How to grammar good

A lot of people have pointed out to me that writing grammars for nearley is hard. The thing is, writing grammars is, in general, very hard. It doesn’t help that certain grammar-related problems are provably undecidable.

As with all of programming, grammar-writing is guided by instinct and pattern recognition (on the part of the human, in this case!). This guide is meant to walk through some common idioms, ideas, anti-patterns and pitfalls, and hopefully make you a confident grammarian. Treat it more as a styleguide than a tutorial.

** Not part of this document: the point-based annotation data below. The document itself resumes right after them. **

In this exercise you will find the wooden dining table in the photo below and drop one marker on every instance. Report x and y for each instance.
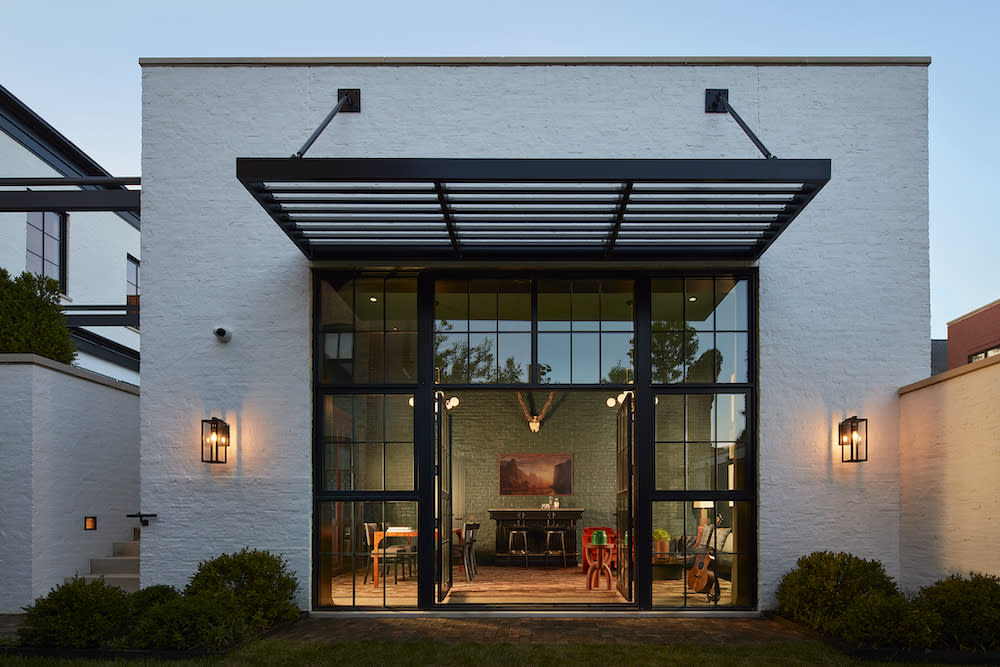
(408, 533)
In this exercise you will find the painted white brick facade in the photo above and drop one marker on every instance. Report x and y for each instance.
(950, 445)
(69, 451)
(844, 298)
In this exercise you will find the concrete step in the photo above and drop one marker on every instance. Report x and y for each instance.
(126, 549)
(127, 582)
(115, 565)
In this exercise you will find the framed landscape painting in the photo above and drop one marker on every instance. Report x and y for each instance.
(536, 474)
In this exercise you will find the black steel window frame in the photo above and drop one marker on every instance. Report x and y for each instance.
(63, 242)
(321, 390)
(423, 391)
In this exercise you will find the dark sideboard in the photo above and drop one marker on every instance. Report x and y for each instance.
(536, 521)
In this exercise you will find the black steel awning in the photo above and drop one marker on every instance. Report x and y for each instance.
(512, 209)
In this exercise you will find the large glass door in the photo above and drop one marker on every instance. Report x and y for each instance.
(625, 440)
(443, 519)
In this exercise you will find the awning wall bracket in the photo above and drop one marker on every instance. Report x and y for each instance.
(717, 101)
(348, 101)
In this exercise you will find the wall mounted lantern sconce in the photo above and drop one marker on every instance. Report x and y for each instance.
(854, 440)
(214, 440)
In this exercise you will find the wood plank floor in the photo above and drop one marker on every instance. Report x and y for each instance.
(512, 585)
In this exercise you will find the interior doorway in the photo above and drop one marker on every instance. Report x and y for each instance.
(515, 454)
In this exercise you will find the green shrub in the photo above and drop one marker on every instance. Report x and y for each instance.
(879, 619)
(969, 609)
(823, 584)
(31, 319)
(78, 614)
(189, 622)
(143, 600)
(258, 581)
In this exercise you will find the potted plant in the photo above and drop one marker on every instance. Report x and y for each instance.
(661, 542)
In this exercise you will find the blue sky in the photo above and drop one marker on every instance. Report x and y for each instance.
(76, 64)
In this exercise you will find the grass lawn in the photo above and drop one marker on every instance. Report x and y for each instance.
(295, 653)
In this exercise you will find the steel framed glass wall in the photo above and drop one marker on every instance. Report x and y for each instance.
(684, 344)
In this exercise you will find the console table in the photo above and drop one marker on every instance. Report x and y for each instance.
(537, 522)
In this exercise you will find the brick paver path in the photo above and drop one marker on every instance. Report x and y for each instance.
(545, 630)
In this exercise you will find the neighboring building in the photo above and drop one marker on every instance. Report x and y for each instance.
(974, 336)
(69, 456)
(94, 254)
(538, 238)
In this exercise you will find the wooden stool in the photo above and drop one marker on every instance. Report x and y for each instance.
(523, 534)
(561, 534)
(602, 566)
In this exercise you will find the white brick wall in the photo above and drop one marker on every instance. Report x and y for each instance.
(69, 451)
(844, 314)
(950, 445)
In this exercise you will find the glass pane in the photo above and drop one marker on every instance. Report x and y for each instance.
(35, 241)
(586, 305)
(731, 313)
(616, 358)
(701, 358)
(369, 305)
(514, 353)
(554, 358)
(585, 358)
(350, 562)
(337, 304)
(515, 305)
(401, 304)
(338, 358)
(451, 305)
(53, 223)
(51, 270)
(401, 357)
(33, 262)
(616, 305)
(451, 357)
(700, 413)
(700, 466)
(482, 305)
(669, 413)
(667, 357)
(369, 356)
(482, 357)
(733, 349)
(730, 418)
(699, 306)
(668, 304)
(669, 466)
(671, 523)
(399, 466)
(554, 309)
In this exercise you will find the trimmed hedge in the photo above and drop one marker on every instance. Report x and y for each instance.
(78, 614)
(854, 599)
(226, 599)
(969, 610)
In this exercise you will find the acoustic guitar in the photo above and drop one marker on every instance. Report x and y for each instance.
(701, 576)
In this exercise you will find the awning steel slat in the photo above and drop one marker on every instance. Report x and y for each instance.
(413, 209)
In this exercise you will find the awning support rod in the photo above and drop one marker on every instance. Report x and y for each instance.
(345, 99)
(717, 101)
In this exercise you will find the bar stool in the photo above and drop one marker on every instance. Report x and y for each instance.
(522, 532)
(549, 535)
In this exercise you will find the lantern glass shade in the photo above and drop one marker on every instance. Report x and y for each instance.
(854, 440)
(214, 440)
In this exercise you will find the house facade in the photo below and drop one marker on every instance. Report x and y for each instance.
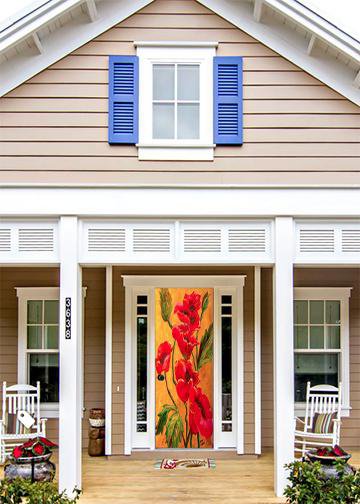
(152, 150)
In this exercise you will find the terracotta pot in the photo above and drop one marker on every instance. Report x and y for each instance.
(31, 468)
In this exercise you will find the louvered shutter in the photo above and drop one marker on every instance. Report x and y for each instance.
(123, 99)
(228, 121)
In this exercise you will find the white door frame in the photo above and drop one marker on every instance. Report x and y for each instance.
(135, 285)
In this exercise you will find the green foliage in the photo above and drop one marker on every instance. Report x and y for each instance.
(206, 347)
(204, 304)
(174, 430)
(23, 491)
(308, 485)
(166, 305)
(163, 417)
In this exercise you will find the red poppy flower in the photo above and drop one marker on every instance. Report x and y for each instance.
(186, 378)
(162, 361)
(188, 311)
(47, 442)
(185, 339)
(200, 416)
(18, 452)
(38, 449)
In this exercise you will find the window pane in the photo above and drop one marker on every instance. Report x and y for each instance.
(52, 337)
(34, 312)
(226, 373)
(163, 120)
(51, 312)
(316, 368)
(188, 82)
(301, 337)
(333, 312)
(333, 336)
(34, 337)
(188, 120)
(316, 337)
(301, 312)
(45, 369)
(163, 82)
(141, 385)
(316, 312)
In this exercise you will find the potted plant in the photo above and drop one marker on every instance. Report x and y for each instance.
(31, 461)
(329, 457)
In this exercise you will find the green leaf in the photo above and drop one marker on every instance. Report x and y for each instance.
(174, 430)
(165, 304)
(163, 415)
(205, 304)
(206, 347)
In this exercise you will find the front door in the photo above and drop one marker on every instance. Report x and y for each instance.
(185, 362)
(184, 337)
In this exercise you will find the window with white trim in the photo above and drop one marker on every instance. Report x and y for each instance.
(175, 101)
(321, 339)
(38, 342)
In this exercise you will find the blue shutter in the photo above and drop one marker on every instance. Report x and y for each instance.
(123, 99)
(228, 121)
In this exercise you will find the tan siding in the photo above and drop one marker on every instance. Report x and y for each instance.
(94, 332)
(314, 277)
(119, 345)
(54, 127)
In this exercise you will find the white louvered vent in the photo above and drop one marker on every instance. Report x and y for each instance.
(247, 240)
(317, 240)
(350, 240)
(202, 240)
(5, 240)
(36, 240)
(106, 240)
(151, 240)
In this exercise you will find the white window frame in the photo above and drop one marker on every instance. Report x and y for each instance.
(145, 285)
(192, 53)
(25, 294)
(341, 294)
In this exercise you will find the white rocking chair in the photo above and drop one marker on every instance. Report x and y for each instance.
(20, 407)
(321, 426)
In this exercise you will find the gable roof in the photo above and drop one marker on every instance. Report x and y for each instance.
(55, 28)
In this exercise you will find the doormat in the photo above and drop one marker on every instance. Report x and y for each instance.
(185, 463)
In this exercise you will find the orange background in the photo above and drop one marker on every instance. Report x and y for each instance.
(163, 333)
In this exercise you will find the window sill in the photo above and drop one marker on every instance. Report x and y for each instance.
(182, 152)
(300, 410)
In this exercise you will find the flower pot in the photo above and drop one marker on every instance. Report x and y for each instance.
(328, 463)
(32, 468)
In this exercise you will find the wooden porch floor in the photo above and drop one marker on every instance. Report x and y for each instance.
(235, 480)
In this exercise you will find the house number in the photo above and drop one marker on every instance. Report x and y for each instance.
(67, 318)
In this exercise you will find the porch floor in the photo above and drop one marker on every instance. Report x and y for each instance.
(137, 481)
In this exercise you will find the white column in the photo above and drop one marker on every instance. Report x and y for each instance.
(283, 350)
(70, 357)
(108, 361)
(257, 357)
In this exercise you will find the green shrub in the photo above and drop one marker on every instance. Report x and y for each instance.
(308, 485)
(23, 491)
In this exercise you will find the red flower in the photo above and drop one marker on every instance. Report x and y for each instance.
(186, 379)
(162, 361)
(47, 442)
(38, 449)
(188, 311)
(185, 339)
(18, 452)
(200, 417)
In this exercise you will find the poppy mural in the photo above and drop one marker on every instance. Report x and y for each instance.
(184, 334)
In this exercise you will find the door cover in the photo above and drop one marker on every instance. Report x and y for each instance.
(184, 334)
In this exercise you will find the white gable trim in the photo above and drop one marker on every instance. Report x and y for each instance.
(338, 68)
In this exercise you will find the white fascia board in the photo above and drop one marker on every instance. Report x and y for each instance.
(327, 69)
(66, 39)
(180, 202)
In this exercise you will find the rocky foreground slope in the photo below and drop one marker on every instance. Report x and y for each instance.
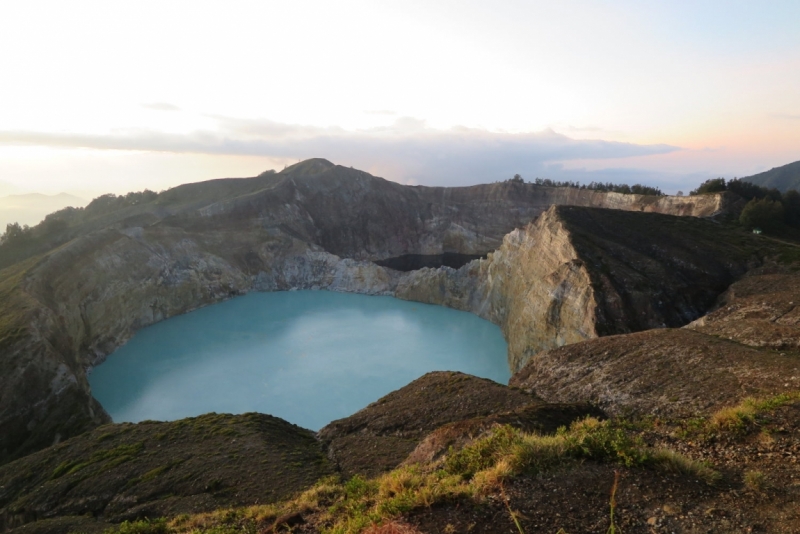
(314, 225)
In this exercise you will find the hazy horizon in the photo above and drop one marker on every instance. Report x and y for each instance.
(110, 98)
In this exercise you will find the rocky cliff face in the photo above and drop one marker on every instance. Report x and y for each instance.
(315, 225)
(578, 273)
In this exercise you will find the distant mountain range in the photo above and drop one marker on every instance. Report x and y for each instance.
(31, 208)
(783, 178)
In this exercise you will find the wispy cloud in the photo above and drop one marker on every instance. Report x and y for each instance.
(407, 150)
(161, 106)
(786, 116)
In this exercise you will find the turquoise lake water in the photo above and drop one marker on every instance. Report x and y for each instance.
(306, 356)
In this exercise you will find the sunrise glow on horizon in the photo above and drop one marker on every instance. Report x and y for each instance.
(117, 96)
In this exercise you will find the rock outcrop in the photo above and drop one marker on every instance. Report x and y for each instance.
(579, 273)
(316, 225)
(666, 372)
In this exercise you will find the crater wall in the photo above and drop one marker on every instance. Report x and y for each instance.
(314, 226)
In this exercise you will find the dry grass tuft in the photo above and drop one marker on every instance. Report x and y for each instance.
(392, 527)
(673, 462)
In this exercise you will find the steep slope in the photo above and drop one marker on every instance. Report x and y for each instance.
(578, 273)
(747, 347)
(760, 310)
(783, 178)
(121, 472)
(666, 372)
(379, 437)
(314, 225)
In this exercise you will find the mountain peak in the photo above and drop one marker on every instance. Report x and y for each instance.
(309, 167)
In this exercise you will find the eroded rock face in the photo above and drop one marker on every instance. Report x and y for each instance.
(314, 225)
(760, 311)
(665, 372)
(578, 273)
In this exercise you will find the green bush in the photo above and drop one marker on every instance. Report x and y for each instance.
(764, 214)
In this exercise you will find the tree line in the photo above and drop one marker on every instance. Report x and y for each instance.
(607, 187)
(767, 208)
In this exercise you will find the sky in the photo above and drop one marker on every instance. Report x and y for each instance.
(115, 96)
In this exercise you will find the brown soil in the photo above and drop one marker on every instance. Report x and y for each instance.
(381, 436)
(577, 498)
(760, 310)
(669, 372)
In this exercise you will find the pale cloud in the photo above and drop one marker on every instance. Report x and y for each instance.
(404, 151)
(161, 106)
(786, 116)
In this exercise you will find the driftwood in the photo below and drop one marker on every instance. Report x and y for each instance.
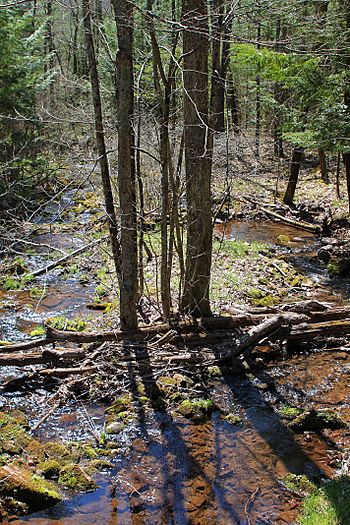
(148, 342)
(149, 332)
(38, 358)
(308, 332)
(64, 372)
(54, 264)
(297, 224)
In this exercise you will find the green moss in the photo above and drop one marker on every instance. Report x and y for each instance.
(329, 505)
(121, 404)
(233, 419)
(98, 465)
(266, 301)
(74, 477)
(316, 420)
(11, 283)
(13, 438)
(299, 484)
(70, 325)
(38, 332)
(196, 409)
(54, 450)
(101, 290)
(38, 293)
(283, 240)
(140, 389)
(290, 412)
(254, 293)
(49, 469)
(89, 452)
(22, 484)
(333, 268)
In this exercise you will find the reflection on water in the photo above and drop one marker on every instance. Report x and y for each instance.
(180, 473)
(265, 232)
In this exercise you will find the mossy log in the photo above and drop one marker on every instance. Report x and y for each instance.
(37, 358)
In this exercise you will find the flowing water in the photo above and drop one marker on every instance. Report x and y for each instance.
(168, 470)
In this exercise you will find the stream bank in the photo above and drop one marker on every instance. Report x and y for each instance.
(228, 464)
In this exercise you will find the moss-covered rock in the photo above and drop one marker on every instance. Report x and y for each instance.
(300, 484)
(288, 412)
(74, 477)
(329, 505)
(97, 465)
(233, 419)
(13, 437)
(283, 240)
(121, 404)
(115, 427)
(50, 469)
(21, 484)
(54, 450)
(10, 506)
(196, 408)
(316, 420)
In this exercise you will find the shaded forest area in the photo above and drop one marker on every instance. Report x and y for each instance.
(175, 259)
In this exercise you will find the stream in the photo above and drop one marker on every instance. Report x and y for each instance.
(168, 470)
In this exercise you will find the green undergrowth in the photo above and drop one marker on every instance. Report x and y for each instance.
(70, 325)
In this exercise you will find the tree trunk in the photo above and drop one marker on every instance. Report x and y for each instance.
(198, 155)
(219, 66)
(323, 166)
(346, 62)
(126, 164)
(100, 139)
(297, 156)
(337, 177)
(346, 160)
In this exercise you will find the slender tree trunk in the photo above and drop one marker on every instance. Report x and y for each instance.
(323, 166)
(346, 62)
(198, 154)
(346, 160)
(337, 177)
(297, 156)
(126, 164)
(100, 139)
(232, 102)
(219, 66)
(279, 98)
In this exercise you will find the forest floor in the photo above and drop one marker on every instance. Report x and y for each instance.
(170, 442)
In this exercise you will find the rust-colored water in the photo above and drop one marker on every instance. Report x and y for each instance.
(178, 472)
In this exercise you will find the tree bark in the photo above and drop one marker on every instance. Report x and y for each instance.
(323, 166)
(126, 164)
(219, 65)
(100, 139)
(297, 156)
(198, 156)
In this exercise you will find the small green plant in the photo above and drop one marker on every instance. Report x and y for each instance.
(37, 293)
(329, 505)
(38, 332)
(11, 283)
(70, 325)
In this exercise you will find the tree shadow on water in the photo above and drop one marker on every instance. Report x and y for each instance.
(177, 462)
(282, 441)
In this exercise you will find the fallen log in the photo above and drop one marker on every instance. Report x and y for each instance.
(149, 332)
(308, 332)
(64, 372)
(38, 358)
(297, 224)
(54, 264)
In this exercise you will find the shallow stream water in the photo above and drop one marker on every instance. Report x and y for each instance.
(179, 472)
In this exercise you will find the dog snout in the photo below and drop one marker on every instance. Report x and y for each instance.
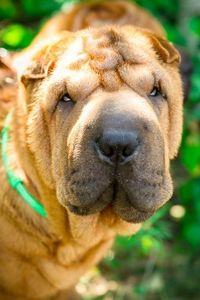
(115, 146)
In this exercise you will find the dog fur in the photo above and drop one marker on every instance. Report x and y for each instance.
(105, 62)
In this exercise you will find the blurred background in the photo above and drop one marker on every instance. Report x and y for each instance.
(163, 260)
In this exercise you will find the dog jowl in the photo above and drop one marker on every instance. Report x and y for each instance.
(110, 103)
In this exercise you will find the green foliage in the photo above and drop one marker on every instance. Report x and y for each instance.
(161, 261)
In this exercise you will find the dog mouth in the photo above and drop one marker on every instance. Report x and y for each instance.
(114, 199)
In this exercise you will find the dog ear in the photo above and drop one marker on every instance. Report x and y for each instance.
(43, 57)
(165, 49)
(41, 65)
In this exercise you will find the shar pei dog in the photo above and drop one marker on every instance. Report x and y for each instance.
(86, 148)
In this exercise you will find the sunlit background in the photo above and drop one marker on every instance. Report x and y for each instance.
(163, 260)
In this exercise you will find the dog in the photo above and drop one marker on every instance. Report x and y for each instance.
(96, 120)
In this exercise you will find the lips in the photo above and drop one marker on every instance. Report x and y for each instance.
(116, 199)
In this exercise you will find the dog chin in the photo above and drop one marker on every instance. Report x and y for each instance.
(121, 208)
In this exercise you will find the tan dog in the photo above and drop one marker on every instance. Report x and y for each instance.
(97, 119)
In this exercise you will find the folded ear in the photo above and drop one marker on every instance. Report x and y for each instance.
(43, 58)
(42, 63)
(165, 49)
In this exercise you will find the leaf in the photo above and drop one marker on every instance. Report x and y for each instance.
(16, 36)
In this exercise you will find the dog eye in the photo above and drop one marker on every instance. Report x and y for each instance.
(66, 98)
(156, 93)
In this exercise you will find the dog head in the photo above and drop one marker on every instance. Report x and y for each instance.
(104, 118)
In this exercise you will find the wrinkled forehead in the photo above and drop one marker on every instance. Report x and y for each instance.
(108, 58)
(106, 49)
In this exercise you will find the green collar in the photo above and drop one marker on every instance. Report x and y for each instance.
(15, 182)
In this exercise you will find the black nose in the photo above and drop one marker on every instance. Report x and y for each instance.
(117, 146)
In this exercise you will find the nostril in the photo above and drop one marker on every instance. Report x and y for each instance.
(116, 146)
(106, 149)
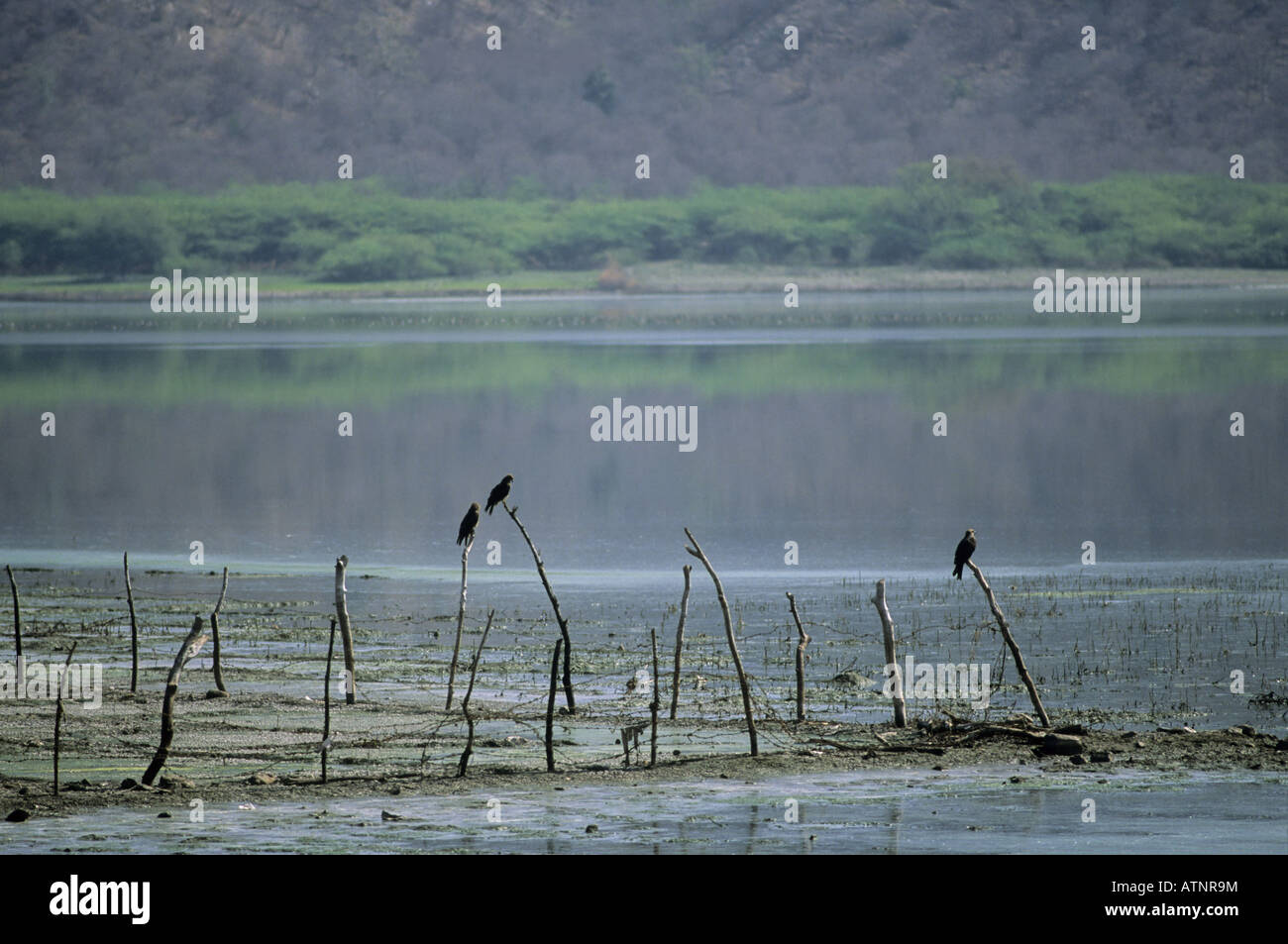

It might be worth reading Better Earley than Never first, to understand the algorithm and some basic concepts. From here on out, I’m assuming you know what regular expression, Backus Naur Form, context free grammar, terminal, nonterminal, and ambiguous grammar mean. You should know nearley syntax well enough to understand what something like

int -> [0-9]        {% id %}
    | int [0-9]     {% function(d) {return d[0] + d[1]} %}

means (though I like to pride myself on the readability of nearley grammar…).

Structure

Your grammar should be structured from the top down. The first few rules in a file should describe a general outline, and tiny details (terminals for whitespace, literals etc.) should be at the bottom. For example, if you’re writing a parser for Scheme, you would start with

Sourcefile -> (S-expression | Comment):*

and then fill out what s-expression and comment mean. Most of the time, rules defined higher in the file reference rules defined lower down, and rules defined near the bottom rarely ever reference rules near the top.

Nonterminal names

Give your nonterminals useful names–mostly nouns that describe the string it will match. By convention, we use _ for optional whitespace and __ for mandatory whitespace: it makes it easy to write rules like

"(" _ expression _ ")"

You can explicitly mark a nonterminal as optional or repetitive by postfixing its name with ? and + (respectively)–as in statementlist+ or comment?. Note that this has no semantic value: use nearley’s EBNF modifiers (:*, :+, :?) for that.

Don’t roll your own unroller

If you want to match one or more of a nonterminal, use an EBNF modifier. It’s semantically legible, contextually appropriate and (most importantly) easy. It’s very easy to mess up and create an exponentially ambiguous monstrosity such as

lotsofletters -> "a" | lotsofletters lotsofletters

Postprocess or dispose

nearley saves a nested array structure by default, but most of the time that’s not what you want. For things like whitespace, you want to throw away all that useless information for memory efficiency, so use a postprocessor that just returns null. For syntactic sugar and stuff, construct object literals so that the code that processes your AST is relatively independent of your grammar. Constructing object literals also lets you discard junk (parens, etc.).

Remember, charclasses aren’t regexes

The [a-z] syntax only allows you to use regex-style character classes, not actual regular expressions. Nearley fundamentally does not support regexes as terminals. Use EBNF modifiers instead–they do what you want.

Debug with nearley-test

Use the nearley-test script (installs alongside nearleyc) to debug your grammars. It lets you inspect the parse tables, and see all the parsings, or the point of failure. This is invaluable when you have a subtle ambiguity issue.

Don’t shy away from left recursion

You were a good little student and you paid attention to your professors when they told you never to write grammars like:

a -> a "something"

because a naïve recursive-descent parser would bork in an infinite loop. Nearley, of course, is much better, so you don’t have to worry about that. If you’re paranoid about efficiency, you should actually prefer left recursion over right recursion (a -> "something" a) because it’s very slightly faster. In any case, that’s how you deal with left or right associativity for binary operators.

Do shy away from left recursion

…if you’re using it where the EBNF :* or :+ makes more sense!

Operator precedence is not black magic

Here’s how you do it: you start with your lowest-precedence operator and work your way up to your highest precedence ones. Each operator gets its own nonterminal:

math -> sum
sum -> sum ("+"|"-") product | product
product -> product ("*"|"/") exp | exp
exp -> number "^" exp | number # this is right associative!

It should be pretty clear how this works, and how to extend it to different types of operators. The main thing is to be careful with your associativity direction. Be careful not to write op -> op "$" op, because that’s ambiguous.

Introducing non-conflicting unary negation ("5 * -5") is left as a trivial exercise for the enterprising reader.

Comment your grammars

It’s very easy to come back to a grammar a week later and have no idea what it’s doing. Leave comments that explain precisely what each nonterminal matches, since a clear description will help you debug things in the future.

Use whitespace prettily

Align your ->s and your |s and your {% ... %}s. Future retinas will thank you.

Parsing an established language? Cheat!

Almost all standards publish syntax guides with an accompanying diagram in (E)BNF. It’s worth it to Google around for this. With just a bit of common sense, you should be able to transliterate it to a .ne file.

Again, grammar-writing is largely about instinct and experience. The more you write, the more you’ll understand how it goes, and the faster you’ll be able to prototype and design.